For a given page - say , landingpage.jsp I want the display different content depending on the different roles , say admin and user.

I have designed landing_admin.jsp , landing_user.jsp separately for the same.

From a given page - say landing_default.jsp (after logging in) - I need the code fragment that can automatically redirect to landing_admin.jsp or landing_user.jsp depending on the role of authentication (ROLE_ADMIN or ROLE_USER etc).
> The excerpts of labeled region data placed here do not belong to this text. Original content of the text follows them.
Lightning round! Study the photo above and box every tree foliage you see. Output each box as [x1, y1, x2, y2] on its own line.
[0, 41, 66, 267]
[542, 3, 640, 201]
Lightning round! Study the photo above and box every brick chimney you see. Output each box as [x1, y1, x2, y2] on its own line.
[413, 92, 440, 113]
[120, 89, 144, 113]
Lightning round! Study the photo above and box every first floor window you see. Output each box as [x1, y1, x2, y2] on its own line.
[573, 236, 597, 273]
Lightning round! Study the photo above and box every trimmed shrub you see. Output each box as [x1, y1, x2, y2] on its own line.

How do I get to access the authentication roles on the client side for a Spring Security configuration. Thanks.

[kaykay]

Ok - I am looking at the petclinic example for the above mentioned problem -

http://static.springframework.org/sp...-tutorial.html .

I am using the jsp tag library in my application -

My jsp page (after login redirect ) looks as follows.
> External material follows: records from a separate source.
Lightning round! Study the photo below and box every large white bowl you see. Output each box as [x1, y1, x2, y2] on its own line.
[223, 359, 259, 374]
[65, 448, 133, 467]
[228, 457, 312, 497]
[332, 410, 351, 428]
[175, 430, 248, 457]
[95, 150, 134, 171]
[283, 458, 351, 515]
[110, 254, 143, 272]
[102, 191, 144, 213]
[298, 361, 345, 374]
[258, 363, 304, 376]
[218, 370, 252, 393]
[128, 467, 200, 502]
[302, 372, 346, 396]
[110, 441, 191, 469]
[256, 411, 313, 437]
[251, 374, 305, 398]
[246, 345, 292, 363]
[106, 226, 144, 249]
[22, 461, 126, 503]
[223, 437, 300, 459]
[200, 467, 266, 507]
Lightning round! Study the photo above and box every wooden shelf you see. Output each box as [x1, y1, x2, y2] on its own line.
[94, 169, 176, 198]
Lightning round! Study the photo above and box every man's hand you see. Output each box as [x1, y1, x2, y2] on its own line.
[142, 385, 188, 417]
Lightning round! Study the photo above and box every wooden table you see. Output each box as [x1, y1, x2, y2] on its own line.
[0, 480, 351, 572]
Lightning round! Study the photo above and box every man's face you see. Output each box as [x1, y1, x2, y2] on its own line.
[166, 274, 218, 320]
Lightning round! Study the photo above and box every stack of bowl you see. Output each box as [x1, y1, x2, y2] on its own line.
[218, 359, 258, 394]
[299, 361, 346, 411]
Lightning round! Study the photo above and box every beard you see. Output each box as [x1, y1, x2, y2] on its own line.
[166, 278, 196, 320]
<%@ taglib prefix="security"
uri="http://www.springframework.org/security/tags"%>
<html>
<body>

<security:authorize ifAllGranted="ROLE_ADMIN">I am an Admin</security:authorize>
<security:authorize ifAnyGranted="ROLE_USER">I am an User</security:authorize>
..
...
</body></html>

I added jstl-1.2.0.jar in WEB-INF/lib of the application to be deployed.

When I try to visit the page - I am getting the following exception:


org.apache.jasper.JasperException: The absolute uri: http://www.springframework.org/security/tags cannot be resolved in either web.xml or the jar files deployed with this application
org.apache.jasper.compiler.DefaultErrorHandler.jsp Error(DefaultErrorHandler.java:51)
org.apache.jasper.compiler.ErrorDispatcher.dispatc h(ErrorDispatcher.java:409)
org.apache.jasper.compiler.ErrorDispatcher.jspErro r(ErrorDispatcher.java:116)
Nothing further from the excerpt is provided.